There were over 500 people in the Anheuser-Busch marketing department alone.

“They had category marketing people for everything, for the beach parties, the end of term events, marketing managers for the off trade, the on trade, all of it. In Ireland we had just the marketing manager and at first the Americans found it hard that they were talking to just one person,” he recalls.

It didn’t help that one person, which was Keogh, that the early market research suggested there was no thirst for Bud whatsoever here.

“Still to this day I’ve never read a piece of research as negative. The summary was ‘no market for it in Ireland, no respect for American beer’. We were on a hiding to nothing,” he explains.

The only way through was to get creative.

At the time, as he points out, there was no social media to help. “Word of mouth was literally word of mouth. There was no way of mass communicating other than press, radio and TV,” says Keogh.

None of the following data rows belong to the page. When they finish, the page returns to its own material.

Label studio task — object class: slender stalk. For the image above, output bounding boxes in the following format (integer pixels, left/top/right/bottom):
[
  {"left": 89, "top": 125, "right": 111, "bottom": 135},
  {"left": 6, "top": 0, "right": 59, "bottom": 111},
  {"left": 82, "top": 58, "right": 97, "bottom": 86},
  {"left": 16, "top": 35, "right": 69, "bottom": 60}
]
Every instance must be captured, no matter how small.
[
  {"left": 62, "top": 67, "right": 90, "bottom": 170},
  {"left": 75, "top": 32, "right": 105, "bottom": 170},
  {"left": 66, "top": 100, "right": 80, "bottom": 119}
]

So he decided the best thing he could do was to try and get Bud into the hands of students at Dublin’s legendary Trinity Ball.

“That was the start of it. Students started to talk about Budweiser,” he says.

Life’s a beach

He scored another coup soon after by approaching the owner of the Dropping Well pub in Milltown, this time close to University College Dublin, and offering to run a beach party.

“This is where genius, madness and marketing all come into play because we wondered just how wackily could we do this,” he recalls.

In the end he poured sand into the entire pub, ankle deep, and invited students to come in their beach wear. “We’d pick the best dressed ... and they’d immediately win a trip to anywhere in the world.”

The pub had standing capacity for around 400 people at the time. Some 5,000 people queued to get in.

“It was a brilliant success and got coverage all over the media here, in the USA and Europe,” he says.

It had been a bold move but it was meeting the publican the next morning that took real bravery. “Typical marketing,” he laughs. “No one had thought about how we’d get the sand back out.”